In 2007, the Irvine City Council adopted the following principles to guide the development of the Great Park. These principles were put in place to ensure that the Great Park would provide public benefits for all Irvine and Orange County residents. This being the last article in this series about the Great Park development, it is a good time to review these founding principles.

Guiding Principles for Great Park  Development:

  • Culture
  • Education
  • Environment/Sustainability
  • Design
  • Community Service (A park with a heart)
  • Health
  • Recreation

Looking Back: Accountability and Due Diligence

Whether you lean to the right or left in your political views, the matter of accountability and living up to agreements exists. So, what is your opinion? Has FivePoint lived up to what it and the the City of Irvine agreed to in 2013 and beyond? And have our city officials done their due diligence in holding FivePoint accountable for delivering on what it agreed to? Have the guiding principles for Great Park development been sufficiently  integrated into the Great Park development? And just as important, did past City leaders advocate strongly enough for the best interests of Irvine residents? City of Irvine

Looking Forward

Most importantly, going forward, is the Great Park developing in a way that is in the best interest of Irvine residents? Should we stay the course or change direction?

For example, should the following happen:*

  • More retail be built before more homes are approved?
  • The shuttle system that was discussed in 2011 be more of a reality than it is today?
  • The Orange Bike program for visitors as well as homeowners be revived?
  • Main Street that was promised in 2011 be completed by now?
  • Corner businesses throughout the Great Park neighborhoods—for example, corner coffee shops or specialty store geared to neighborhood use–be built?
  • Great Park Boulevard/Trabuco Road have more of the grand entrance look that was planned for this entryway to the Great Park?
  • Portola High School have more sports facilities available for students than it currently does?
  • Crossing from north of the Great Park Boulevard to south of Great Park Boulevard be a safer option than it currently is for pedestrians and cyclists?
  • A public library be built in the Great Park?
  • Great Park homes that are built in the future include more homes that are affordable to the workforce such as teachers, firefighters, and service workers?

Should ______________? You fill in the blank.


*The Great Park was planned as a walkable community.
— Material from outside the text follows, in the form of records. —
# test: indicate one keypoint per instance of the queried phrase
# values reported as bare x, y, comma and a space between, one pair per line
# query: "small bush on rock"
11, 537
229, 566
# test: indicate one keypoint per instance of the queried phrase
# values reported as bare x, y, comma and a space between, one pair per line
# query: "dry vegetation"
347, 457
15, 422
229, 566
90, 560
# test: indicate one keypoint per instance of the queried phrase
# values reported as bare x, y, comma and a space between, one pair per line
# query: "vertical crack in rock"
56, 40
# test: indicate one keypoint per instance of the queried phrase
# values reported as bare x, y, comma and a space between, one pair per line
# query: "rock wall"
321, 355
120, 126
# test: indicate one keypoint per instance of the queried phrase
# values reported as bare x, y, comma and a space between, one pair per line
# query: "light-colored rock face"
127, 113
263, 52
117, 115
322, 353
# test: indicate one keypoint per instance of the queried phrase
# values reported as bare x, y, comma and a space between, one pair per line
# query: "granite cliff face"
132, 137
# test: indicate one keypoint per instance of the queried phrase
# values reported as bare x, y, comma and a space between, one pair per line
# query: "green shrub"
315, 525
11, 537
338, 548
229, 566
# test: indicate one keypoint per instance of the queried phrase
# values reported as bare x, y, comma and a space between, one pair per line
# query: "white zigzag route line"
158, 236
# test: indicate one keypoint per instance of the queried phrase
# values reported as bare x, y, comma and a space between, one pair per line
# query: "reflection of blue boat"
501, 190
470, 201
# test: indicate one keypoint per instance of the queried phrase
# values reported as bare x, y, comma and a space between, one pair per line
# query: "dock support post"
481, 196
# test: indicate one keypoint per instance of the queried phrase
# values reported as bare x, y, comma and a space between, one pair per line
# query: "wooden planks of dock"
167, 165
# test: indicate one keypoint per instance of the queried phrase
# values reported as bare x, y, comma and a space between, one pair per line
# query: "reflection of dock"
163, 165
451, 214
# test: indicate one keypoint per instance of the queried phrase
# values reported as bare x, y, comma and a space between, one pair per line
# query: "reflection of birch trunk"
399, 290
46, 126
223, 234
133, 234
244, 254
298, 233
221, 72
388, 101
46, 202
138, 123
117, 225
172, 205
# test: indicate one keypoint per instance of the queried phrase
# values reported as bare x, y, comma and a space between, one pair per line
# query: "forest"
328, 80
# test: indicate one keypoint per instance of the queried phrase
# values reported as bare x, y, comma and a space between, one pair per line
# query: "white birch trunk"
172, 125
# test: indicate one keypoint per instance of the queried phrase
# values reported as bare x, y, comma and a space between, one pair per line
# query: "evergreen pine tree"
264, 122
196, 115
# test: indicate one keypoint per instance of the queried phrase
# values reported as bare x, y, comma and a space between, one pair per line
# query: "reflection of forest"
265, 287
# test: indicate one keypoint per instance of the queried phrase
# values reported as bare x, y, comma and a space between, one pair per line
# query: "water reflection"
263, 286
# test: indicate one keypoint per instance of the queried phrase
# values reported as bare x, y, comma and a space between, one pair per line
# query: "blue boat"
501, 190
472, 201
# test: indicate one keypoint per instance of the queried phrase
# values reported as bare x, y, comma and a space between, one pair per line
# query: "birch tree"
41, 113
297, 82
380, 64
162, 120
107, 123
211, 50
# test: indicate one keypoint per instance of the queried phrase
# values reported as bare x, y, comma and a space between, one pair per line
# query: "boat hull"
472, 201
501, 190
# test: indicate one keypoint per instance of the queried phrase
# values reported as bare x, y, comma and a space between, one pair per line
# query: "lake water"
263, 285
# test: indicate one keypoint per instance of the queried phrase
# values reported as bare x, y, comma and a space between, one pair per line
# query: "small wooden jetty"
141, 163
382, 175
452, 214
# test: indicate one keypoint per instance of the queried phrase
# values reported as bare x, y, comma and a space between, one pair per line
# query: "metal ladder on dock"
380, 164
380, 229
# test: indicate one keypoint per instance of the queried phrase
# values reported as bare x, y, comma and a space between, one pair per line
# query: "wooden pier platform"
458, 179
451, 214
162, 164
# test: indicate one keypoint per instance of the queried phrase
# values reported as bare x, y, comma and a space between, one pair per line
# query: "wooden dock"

For example, during a 2013 city council meeting, FivePoint’s Emile Haddad stated that every part of the Great Park will be accessible by “foot and bike.” Also, a FivePoint promotional video that was shown at the November 26, 2013 city council meeting stated the following: “With every area [of the Great Park] accessible by foot and by bike, the park will become a hub for everyday life, and interconnected world… .”  Many of the items listed above would help to ensure the easy accessibility that was planned for the Great Park.